Britain’s Serious Fraud Office (SFO) is investigating the alleged use of chatrooms by forex traders in a conspiracy to rig exchange rates. An estimated $5.3 trillion in currencies changes hands daily.
The SFO, an independent government department that prosecutes fraud and corruption, announced the case on Monday.
"The Director of the Serious Fraud Office has today opened a criminal investigation into allegations of fraudulent conduct in the foreign exchange market," the regulator's statement said.
Every day at 4:00pm, the benchmark price is determined, or ‘fixed’, and is then used across businesses as the price set for foreign exchange trades, and is accepted as fair. Thus, the rate has a crucial role in the entire financial sector.
"The manipulation of the 'London 4pm Fix' doesn't just affect banks and traders, but the man in the street as well, as it is our pension and insurance funds that could be swindled out of millions of pounds by this,” Mark Taylor, the dean of Warwick Business School, told the Guardian. Taylor used to trade currencies at the Bank of England, before becoming a senior economist.

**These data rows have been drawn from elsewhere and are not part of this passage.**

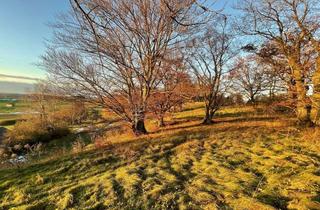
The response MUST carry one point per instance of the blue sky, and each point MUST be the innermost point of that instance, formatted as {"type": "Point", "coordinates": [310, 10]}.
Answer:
{"type": "Point", "coordinates": [23, 30]}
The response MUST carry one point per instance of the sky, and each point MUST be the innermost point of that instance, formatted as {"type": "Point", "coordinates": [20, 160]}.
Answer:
{"type": "Point", "coordinates": [23, 31]}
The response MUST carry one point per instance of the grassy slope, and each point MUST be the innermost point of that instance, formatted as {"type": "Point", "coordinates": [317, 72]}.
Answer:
{"type": "Point", "coordinates": [241, 162]}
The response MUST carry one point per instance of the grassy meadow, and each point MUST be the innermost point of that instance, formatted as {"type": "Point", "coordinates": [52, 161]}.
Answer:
{"type": "Point", "coordinates": [246, 160]}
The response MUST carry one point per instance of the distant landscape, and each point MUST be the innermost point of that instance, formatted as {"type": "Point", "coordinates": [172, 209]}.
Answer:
{"type": "Point", "coordinates": [160, 105]}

"If some of the big players in the market got together and put through some very large trades - billions of dollars each - then that could affect the market, so they can charge their clients a higher rate before covering it a few minutes later to make a healthy profit. You only have to move the market a small amount for a short period, and that could be worth millions of dollars for the banks,” Taylor said.
Mark Carney, the governor of the Bank of England, has warned that rigging of currency trades is potentially more serious than the notorious Libor scandal, which involved bankers fixing short-term interbank interest rates. In the end, banks were given more than $6 billion in fines.

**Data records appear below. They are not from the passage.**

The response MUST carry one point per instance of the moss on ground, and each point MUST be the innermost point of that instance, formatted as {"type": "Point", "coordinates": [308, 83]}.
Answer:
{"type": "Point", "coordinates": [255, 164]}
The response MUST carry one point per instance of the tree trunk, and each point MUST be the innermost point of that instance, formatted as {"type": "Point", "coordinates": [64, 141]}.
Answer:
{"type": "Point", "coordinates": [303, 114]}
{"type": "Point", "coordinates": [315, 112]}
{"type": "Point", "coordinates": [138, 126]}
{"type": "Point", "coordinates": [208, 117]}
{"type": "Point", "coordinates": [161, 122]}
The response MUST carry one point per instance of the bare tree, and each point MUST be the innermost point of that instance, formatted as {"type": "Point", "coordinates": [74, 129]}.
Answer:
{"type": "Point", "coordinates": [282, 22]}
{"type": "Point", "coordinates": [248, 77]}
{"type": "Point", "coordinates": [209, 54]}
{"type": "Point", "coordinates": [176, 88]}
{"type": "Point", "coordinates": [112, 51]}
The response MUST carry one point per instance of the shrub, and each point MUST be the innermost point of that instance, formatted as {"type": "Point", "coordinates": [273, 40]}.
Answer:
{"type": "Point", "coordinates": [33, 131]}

The probe is on the heels of a larger world-wide investigation into benchmark manipulation in the largely unregulated foreign exchange market. Regulators in 15 countries have opened currency market rigging cases, the Guardian reports. Already dozens of individuals have been fired for manipulating currency trades.
Germany’s biggest bank, Deutsche Bank, has already dismissed currency traders over alleged wrongdoing.
The Swiss regulator has opened an investigation against Barclays,
JPMorgan, Citigroup, the Royal Bank of Scotland, as well as Swiss
banks UBS, Credit Suisse, Julius Baer and Zurcher Kantonalbank
Suspicions of exchange rate manipulation first surfaced in 2011 when UK authorities started to closely monitor currency transactions after a tip off.